Monday, 22 May 2017

Swami Vivekananda - Memories of Kamakhya Nath Mitra - 4

I could not resist the temptation of seeing him again, and so on the next day I went once more to the house of the late Babu Balaram. On this day there was no great gathering. Swamiji was seated in the veranda on an asana surrounded by a group of his brother-disciples. The Brahma-Sutras with Shankara's commentary was being read out by one of them, and Swamiji passed explanatory remarks here and there. Today's atmosphere was different altogether. It was all very quiet. Soon after the reading was finished, one of the Swami's brother-disciples spoke of the spirit-world and read an extract from a theosophical book. Swamiji at once came down upon him and extinguished him completely. I saw that the Swami was a hater of spookism. He clearly said that all this was weakening and debilitating and had nothing to do with true religion. After this, many light topics were introduced, and then Swamiji laughed and joked like a child. Here was another mood. I said to myself: Is it the same Swami I saw yesterday — the thundering Swami in dead earnest?

It was about a year after this that I saw the Swami once more — and this time on the platform. Now I was face to face with Vivekananda the orator. The scene was the Star Theatre of Calcutta. The occasion was the introduction of Sister Nivedita to the Calcutta public. The hall was crammed to suffocation. On the dais were seated many distinguished persons. I remember only Sir Jagadish Bose and Sir Ananda Charlu among them. Swami Vivekananda was in his best form. He wore a gairic turban and a long-flowing robe which was also gairic in hue. He introduced Sister Nivedita in a neat little speech. The Sister addressed the meeting in a graceful style. Then rose Swami Vivekananda, and he spoke on his foreign policy. The speech is to be found in the Mayavati Memorial Edition of his Complete Works. He brought forward a scheme of his future missionary work in the West. The speech was full of fire. Such thrilling voice, rich intonation, variation of pitch. strong and sonorous accent with occasional explosion as of the bolt of heaven I have never heard in my life nor am I likely to hear again. Sometimes he paced to and fro on the platform as he spoke and folded his arms across his chest. Sometimes he faced the audience and waved his hand. His expressions flowed free and fast with the rush and impetuously of a mountain torrent. His words were like the roaring of a cataract. Well might The New York Herald say: "He is an orator by divine right." Altogether a more majestic, striking, and magnetic personality it is hard to conceive. We heard him spell bound. Each word was an arrow that went straight to the heart.
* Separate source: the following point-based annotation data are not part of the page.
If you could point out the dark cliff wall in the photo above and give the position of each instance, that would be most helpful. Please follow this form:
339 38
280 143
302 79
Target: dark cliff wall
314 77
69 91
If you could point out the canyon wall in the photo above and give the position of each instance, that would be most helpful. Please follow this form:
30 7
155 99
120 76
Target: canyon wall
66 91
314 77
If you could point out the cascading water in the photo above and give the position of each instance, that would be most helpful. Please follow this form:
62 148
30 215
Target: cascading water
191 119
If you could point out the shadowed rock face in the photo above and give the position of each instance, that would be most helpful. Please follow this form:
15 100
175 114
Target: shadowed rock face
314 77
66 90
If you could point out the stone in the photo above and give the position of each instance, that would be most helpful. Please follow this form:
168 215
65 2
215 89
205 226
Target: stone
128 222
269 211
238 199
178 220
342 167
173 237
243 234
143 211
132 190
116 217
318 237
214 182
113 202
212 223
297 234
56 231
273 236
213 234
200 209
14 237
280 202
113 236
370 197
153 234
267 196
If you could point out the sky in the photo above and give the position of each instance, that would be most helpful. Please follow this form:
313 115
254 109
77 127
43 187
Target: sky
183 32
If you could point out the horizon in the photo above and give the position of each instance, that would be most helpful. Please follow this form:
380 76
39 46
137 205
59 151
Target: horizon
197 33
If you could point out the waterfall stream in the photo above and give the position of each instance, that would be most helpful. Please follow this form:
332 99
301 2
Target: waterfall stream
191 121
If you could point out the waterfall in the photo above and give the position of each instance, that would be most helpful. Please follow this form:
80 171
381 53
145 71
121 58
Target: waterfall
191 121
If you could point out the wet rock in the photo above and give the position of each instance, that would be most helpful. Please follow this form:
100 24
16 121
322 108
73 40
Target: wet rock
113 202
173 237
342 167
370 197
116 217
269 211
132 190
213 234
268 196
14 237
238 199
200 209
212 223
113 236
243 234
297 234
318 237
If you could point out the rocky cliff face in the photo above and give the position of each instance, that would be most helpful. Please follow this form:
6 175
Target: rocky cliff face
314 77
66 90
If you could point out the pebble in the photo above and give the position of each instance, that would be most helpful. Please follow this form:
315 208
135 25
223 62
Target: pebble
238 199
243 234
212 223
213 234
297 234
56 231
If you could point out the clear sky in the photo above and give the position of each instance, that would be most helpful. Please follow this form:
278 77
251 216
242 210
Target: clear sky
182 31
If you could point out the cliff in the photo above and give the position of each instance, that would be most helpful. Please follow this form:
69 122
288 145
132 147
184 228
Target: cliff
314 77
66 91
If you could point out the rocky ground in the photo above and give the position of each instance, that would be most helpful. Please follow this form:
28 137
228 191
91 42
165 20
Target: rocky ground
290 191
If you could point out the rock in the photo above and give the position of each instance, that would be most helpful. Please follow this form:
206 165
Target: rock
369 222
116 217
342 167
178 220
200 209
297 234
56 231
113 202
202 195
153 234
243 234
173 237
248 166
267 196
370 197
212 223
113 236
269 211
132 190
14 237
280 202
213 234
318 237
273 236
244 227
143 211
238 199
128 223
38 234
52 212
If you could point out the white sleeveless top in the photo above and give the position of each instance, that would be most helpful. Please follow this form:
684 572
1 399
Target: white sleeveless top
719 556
Such is my recollection of Swami Vivekananda. To fully understand his message I read subsequently all his speeches and writings and almost all about his Master. There is not a single problem of our individual, social, and political life, that he has not touched and illuminated. He has given a new impulse to the country. So far as I am concerned, he is growing more and more vivid to me with the lapse of years, and I see his stature dilated today "like Teneriffe or Atlas". His message is the message of freedom, strength, fearlessness, and self-confidence. It is the eternal truths of our religion that he has preached in a new way, in modem terms, and he has also shown how these truths are to be applied to the present conditions of India and the rest of the world. A more constructive thinker and inspiring teacher I have not seen in my life. I do not know a single self-sacrificing Indian worker of the present century who has not been influenced more or less by his thoughts, words, and example. More than anybody else he has made India respected abroad. Many a child of the West has found in his message the solace of his life and the solace of his death. It is true that at the present moment the predominant interest of our country has become political, but the better minds believe with Swami Vivekananda that spirituality must be the basis of all our activities. It is difficult to say what form our national reconstruction will exactly take, it is difficult to predict anything about the future of the world as a whole, but I sincerely believe that the ideas and ideals of Swami Vivekananda are destined to play a very important part in the history of the human race. May his influence grow from more to more!